Sev Zero review: Amazon's first Fire TV exclusive tested
Amazon's first big exclusive game for Fire TV is Sev Zero, which combines tower defense strategy with a third-person shooter.
Players start with an overhead view of the map, where they decide which fixed locations to place towers onto. Once ready, aliens start invading and players are dropped into the battlefield, having to blast away any alien creatures before they can make their way through the maze to the power core. You'll get some down time to upgrade and place new towers in-between waves, and will earn a cash bonus if you start the new wave before a timer runs out.
The weapons are rather standard fare, with the game starting off with a shotgun, sniper rifle, and machine gun. Of course, you can unlock new upgrades for them as you progress. Using a weapon levels it up, increasing its damage capabilities, and unlocks attachments. Attachments change the secondary fire for your gun, and you can have more than one equipped to switch between. These include upgrades like sticky turrets that independently target and shoot enemies, and Airstrike, which calls a missile strike down from your orbiting ship. The upgrades themselves can be leveled up from use, making them more powerful. Attachments keep the weapons from getting boring, but we wish that the loadout screen offered a more in-depth description, instead of having players figure out their capabilities and limitations on the battlefield.
Creatures in Sev Zero are pretty smart compared to what you'd normally find in a tower defense game.
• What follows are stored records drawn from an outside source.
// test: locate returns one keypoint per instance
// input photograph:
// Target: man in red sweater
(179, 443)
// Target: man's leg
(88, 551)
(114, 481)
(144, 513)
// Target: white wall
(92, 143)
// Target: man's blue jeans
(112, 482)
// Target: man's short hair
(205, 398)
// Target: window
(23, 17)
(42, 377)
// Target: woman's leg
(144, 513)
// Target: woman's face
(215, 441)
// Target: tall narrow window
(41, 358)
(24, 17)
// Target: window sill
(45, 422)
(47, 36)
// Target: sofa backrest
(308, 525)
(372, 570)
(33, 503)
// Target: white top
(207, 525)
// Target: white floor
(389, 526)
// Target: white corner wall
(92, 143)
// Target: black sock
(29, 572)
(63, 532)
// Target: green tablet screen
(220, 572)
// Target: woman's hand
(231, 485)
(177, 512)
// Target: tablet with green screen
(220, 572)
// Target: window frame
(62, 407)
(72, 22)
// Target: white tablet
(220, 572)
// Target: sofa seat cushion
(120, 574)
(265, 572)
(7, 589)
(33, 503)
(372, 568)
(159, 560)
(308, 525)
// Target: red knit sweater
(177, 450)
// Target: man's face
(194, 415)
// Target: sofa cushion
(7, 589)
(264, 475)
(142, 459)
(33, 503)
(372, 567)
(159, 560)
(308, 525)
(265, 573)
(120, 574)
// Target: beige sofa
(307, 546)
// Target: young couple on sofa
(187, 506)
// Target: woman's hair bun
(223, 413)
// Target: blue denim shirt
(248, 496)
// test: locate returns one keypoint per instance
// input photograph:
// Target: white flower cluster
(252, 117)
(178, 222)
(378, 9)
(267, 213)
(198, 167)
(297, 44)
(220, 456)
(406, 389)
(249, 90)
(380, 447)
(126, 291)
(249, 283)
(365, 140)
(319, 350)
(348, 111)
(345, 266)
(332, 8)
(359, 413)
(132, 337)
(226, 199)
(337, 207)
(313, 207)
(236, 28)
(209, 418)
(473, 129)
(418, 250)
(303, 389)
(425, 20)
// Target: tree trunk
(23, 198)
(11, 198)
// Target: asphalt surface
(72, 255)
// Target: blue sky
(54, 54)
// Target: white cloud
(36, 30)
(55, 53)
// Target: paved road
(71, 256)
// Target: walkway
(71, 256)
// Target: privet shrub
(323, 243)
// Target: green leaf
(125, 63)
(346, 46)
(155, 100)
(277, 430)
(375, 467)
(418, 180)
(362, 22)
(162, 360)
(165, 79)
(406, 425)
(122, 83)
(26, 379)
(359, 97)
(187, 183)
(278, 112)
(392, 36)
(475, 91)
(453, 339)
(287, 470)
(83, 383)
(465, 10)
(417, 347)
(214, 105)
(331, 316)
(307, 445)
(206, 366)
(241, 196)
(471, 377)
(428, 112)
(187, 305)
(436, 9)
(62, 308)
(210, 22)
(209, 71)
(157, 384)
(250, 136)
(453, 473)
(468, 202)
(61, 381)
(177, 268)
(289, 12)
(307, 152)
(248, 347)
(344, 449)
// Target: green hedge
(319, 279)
Once you're spotted, they'll stop their forward procession to attack you. Groups of them will try to surround you, forcing you quickly dodge teleport around the field. Larger aliens will cover their eyes, which ends up looking kind of funny, but it effectively shields their weak points from you. Some enemies will attack your defense towers directly instead of making a mindless run for the power core.
Continually switching from the field to the overhead screen, and beaming back on to the map takes a little getting used to. Oftentimes, it feels like we were snapped out of the action to do some quick maintenance before getting thrown back in. It can also be a little annoying when the system tells you that a turret is being damaged somewhere on the map while you're busy shooting an alien twice your size. It would be better if there were some sort of location identifier, so the player has some idea of how far away it is--especially if a turret is in critical condition and needs immediate attention.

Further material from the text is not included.